Nosotros nos modernizamos, nos actualizamos, nos ponemos al día, estamos en el siglo XXI. Hoy como ayer pensamos que el poder corrompe, que desde el poder no se arregla nada (bueno nada más que el problema del que ocupa el sillón), que los problemas o los arreglamos los de abajo o nos siguen sometiendo. Por eso los parlamentos, los políticos, los ejecutivos de las empresas, los gobiernos, los ayuntamientos no nos gustan nada, desconfiamos de ellos y de todos los que aspiran a llegar a ellos. Otros sindicatos viven de las subvenciones, del dinero que les da el gobierno para los cursos de entrenar parados, de los negocios de su empresa SEQ, de las deudas que les perdona el estado, la Seguridad Social, etc. Nosotros vivimos de nuestras cuotas y de nuestro trabajo y punto.
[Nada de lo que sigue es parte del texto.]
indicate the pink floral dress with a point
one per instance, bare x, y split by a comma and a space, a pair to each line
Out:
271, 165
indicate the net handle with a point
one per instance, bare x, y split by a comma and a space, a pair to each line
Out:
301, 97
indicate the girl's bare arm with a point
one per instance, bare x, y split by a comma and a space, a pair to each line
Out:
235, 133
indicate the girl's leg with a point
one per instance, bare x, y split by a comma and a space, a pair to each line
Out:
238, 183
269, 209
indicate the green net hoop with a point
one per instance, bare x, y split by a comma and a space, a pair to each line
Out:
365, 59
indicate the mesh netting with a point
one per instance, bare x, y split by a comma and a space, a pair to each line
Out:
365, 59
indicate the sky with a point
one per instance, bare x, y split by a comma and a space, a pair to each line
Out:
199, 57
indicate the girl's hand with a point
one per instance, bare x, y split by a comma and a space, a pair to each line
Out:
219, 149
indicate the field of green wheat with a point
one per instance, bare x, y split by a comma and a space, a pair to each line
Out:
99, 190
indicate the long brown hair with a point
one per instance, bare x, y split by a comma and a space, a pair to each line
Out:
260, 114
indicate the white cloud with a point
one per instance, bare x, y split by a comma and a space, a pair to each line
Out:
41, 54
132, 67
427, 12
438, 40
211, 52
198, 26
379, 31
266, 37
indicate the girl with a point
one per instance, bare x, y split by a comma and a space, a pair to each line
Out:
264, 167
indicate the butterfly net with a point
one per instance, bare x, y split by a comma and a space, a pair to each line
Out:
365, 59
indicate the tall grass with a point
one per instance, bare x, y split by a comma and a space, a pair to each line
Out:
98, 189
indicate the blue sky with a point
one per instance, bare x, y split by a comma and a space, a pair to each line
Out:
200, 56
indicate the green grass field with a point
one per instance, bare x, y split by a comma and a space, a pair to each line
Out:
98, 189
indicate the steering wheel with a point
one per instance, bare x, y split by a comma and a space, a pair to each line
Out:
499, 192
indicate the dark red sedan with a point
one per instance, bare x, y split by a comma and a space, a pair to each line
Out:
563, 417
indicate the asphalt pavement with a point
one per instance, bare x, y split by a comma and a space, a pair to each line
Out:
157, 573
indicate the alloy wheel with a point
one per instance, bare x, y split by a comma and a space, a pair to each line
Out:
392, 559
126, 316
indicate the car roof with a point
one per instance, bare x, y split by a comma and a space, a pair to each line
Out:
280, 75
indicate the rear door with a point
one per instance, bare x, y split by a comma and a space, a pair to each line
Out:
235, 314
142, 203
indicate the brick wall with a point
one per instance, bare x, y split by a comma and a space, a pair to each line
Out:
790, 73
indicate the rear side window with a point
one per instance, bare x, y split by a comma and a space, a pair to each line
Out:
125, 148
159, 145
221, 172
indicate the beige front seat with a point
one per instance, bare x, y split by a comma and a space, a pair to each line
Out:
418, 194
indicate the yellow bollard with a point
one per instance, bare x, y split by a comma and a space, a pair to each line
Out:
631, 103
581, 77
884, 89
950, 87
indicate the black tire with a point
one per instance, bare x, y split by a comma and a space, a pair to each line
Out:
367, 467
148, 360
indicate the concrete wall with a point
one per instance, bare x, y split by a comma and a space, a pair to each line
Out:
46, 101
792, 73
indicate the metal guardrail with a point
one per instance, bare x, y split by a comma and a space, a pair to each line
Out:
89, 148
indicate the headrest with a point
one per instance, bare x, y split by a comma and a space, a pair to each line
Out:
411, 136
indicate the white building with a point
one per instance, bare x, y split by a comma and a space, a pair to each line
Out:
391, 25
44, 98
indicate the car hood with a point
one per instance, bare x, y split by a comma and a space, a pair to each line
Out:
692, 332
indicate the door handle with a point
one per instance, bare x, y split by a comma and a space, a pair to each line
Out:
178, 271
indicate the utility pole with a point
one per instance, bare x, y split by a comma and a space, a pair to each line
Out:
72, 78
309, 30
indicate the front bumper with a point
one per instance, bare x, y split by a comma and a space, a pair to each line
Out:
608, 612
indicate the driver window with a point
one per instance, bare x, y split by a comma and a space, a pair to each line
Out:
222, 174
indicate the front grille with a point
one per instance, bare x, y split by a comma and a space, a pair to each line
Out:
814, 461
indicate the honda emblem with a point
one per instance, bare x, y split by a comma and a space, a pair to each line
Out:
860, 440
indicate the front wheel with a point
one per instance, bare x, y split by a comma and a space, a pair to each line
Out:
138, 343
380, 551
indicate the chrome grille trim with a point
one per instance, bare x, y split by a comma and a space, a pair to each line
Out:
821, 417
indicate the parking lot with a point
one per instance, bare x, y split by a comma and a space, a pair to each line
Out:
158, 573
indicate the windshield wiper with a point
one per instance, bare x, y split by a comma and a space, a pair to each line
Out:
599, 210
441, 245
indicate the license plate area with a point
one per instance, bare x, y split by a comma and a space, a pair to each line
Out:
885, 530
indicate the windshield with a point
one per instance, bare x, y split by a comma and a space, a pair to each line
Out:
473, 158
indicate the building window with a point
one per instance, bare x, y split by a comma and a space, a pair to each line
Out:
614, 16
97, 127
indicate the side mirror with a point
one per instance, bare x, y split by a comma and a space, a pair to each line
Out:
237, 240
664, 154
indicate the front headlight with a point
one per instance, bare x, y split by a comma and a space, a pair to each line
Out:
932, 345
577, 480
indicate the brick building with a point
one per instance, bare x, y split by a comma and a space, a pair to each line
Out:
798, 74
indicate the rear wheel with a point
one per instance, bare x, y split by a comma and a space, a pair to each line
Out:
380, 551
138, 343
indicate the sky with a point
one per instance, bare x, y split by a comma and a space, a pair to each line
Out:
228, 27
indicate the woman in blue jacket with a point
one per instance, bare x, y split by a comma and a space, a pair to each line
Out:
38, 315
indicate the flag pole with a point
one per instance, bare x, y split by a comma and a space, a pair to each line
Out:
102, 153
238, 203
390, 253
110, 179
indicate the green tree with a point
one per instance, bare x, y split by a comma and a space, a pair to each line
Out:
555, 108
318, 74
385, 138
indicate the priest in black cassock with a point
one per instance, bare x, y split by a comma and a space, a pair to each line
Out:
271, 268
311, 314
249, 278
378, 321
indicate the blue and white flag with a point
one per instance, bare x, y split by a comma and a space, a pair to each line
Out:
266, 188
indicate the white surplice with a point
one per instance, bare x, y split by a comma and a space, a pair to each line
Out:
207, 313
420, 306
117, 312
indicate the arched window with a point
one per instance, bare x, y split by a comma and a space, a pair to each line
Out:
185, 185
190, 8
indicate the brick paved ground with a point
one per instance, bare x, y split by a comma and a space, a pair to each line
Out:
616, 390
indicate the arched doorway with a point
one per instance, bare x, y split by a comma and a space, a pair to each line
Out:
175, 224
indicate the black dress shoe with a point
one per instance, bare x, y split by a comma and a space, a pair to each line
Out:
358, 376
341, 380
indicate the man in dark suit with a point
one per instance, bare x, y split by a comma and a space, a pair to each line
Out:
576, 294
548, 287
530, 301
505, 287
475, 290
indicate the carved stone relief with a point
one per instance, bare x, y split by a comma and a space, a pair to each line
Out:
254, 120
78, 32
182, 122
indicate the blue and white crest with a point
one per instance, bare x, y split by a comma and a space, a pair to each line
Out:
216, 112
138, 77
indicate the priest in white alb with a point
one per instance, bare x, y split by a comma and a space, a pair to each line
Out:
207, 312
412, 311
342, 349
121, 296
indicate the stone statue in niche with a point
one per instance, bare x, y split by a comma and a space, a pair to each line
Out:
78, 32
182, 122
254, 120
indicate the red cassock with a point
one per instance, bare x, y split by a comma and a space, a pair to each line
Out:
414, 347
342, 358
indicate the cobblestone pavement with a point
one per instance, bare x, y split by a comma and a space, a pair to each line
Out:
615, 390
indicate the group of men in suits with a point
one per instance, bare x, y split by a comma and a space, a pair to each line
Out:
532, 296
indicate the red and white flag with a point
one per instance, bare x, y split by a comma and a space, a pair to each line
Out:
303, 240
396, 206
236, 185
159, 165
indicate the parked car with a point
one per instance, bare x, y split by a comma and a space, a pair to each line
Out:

No queremos "favores" del poder. Frente al sindicalismo corporativo y burocrático de los comités de empresa, el sindicalismo participativo y revolucionario del SITEQROO a través de sus delegaciones y centros de trabajo.
Frente al sindicalismo de los dirigentes, el sindicalismo de los trabajadores, de los de abajo.
Nosotros sólo entendemos de nuestros derechos.